2c. Downstream calls (search, recommendations)

# Look at the catalog spans in Tempo for the failing tenant.
# Grafana -> Explore -> Tempo:
#   { service.name = "catalog" && resource.tenant = "${TENANT}" && duration > 500ms }
# What span dominates? If it is a search-svc call -> jump to
# runbook-search-latency.md.

2d. GC / runtime pauses

# Pull catalog logs; look for Go GC pause logs.
kubectl --context kind-bookstore-platform-${REGION} \
  -n bookstore-platform-${TENANT} logs -l app=catalog --tail=200 | grep "GC paused"
# > 100ms -> heap pressure; the workload's memory limit needs review.

2e. Network — Istio sidecar issues

# Check sidecar restart count.
kubectl --context kind-bookstore-platform-${REGION} \
  -n bookstore-platform-${TENANT} get pods -l app=catalog \
  -o jsonpath='{.items[*].status.containerStatuses[?(@.name=="istio-proxy")].restartCount}'
# > 5 in the last hour -> sidecar instability; jump to runbook-istio-sidecar.md.

Step 3 — Mitigate

The action that stops the bleeding. Run ONE; do not chain mitigations without re-checking the metric.

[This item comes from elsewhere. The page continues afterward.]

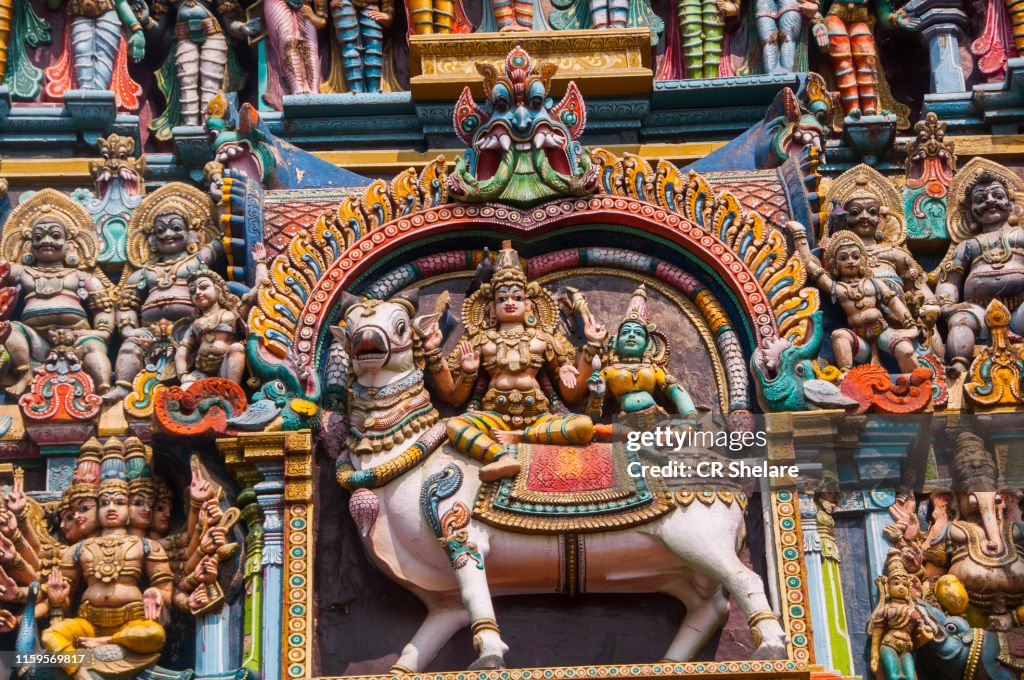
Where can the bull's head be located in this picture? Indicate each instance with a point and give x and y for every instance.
(379, 339)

3a. Scale up (CPU starvation path)

# Increase catalog replicas. Safety: this hits the tenant's
# ResourceQuota (Crossplane composition stamps 10 CPU / 20 Gi memory).
# Confirm headroom first.
kubectl --context kind-bookstore-platform-${REGION} \
  -n bookstore-platform-${TENANT} describe resourcequota
# Used  CPU: 5 / 10  Memory: 10Gi / 20Gi  -> room to scale
#
kubectl --context kind-bookstore-platform-${REGION} \
  -n bookstore-platform-${TENANT} scale deployment/catalog --replicas=6
# Watch:
kubectl --context kind-bookstore-platform-${REGION} \
  -n bookstore-platform-${TENANT} rollout status deployment/catalog
# Re-check latency in 5 min.

3b. Rollback (a recent deploy caused it)

# Check ArgoCD for a recent sync. If a deploy landed within the last
# 30 min and the alert fired AFTER, rollback.
argocd app history bookstore-catalog-${REGION}
# Pick the previous revision.
argocd app rollback bookstore-catalog-${REGION} <REVISION>
# Watch the sync + re-check latency.

3c. Failover the region (P0 escalation)

If the entire region is degraded AND the latency is causing customer checkout failures, escalate to P0 and execute the DR runbook:

# Page the platform team. Open the DR drill script (extended for
# real failover).
bash examples/bookstore-platform/runbooks/dr-drill-script.sh \
  --region ${REGION} \
  --target-region <NEXT-REGION> \
  --dry-run=false
# Customer comm required within 15 min.

Safety check (every mitigation)

After each action, re-query the metric. If latency drops below 500 ms, the mitigation worked; if not, return to Step 2 and pick the next branch.

# Re-query
kubectl --context kind-bookstore-platform-${REGION} \
  -n prometheus-system exec -ti prometheus-kube-prometheus-stack-prometheus-0 -- \
  promtool query instant http://localhost:9090 \
  "histogram_quantile(0.99, sum by (le) (rate(http_request_duration_seconds_bucket{service=\"catalog\",tenant=\"${TENANT}\",region=\"${REGION}\"}[5m])))"

Step 4 — Communicate

  • P1: customer comm via Slack #bookstore-platform-status within 1 hour. Subject: "Catalog latency elevated for tenant ${TENANT} in ${REGION} — investigating."
  • P0 escalation: also email tenant primary contact; status-page update.

Step 5 — Postmortem

  • Open the template: examples/bookstore-platform/runbooks/postmortem-template.md.
  • Due within 48 hours for a P1.
  • Action items required + tracked in the platform's GitHub Project board.

Common false positives

  • Cold start spike after deploy. A new replica's first 60s of requests can spike p99. Mitigation: for: 5m already covers; if flapping, increase to for: 10m.
  • One-off slow query from a debug endpoint. A diagnostic endpoint someone called manually. Mitigation: silence the alert for 30 min if confirmed; do not change the threshold.
  • Cluster autoscaling churn. New nodes coming online during a scale-up. The Pod startup time spikes latency briefly.

When this runbook last worked

Date Tenant Region Resolved by Notes
2026-04-12 acme-books us-east Step 3a (scale to 6) mid-month traffic spike
2026-03-04 foo-books eu-west Step 3b (rollback) bad query in catalog-1.4.2

If this table is older than 90 days, the runbook is STALE; rehearse it at the next chaos game-day before trusting.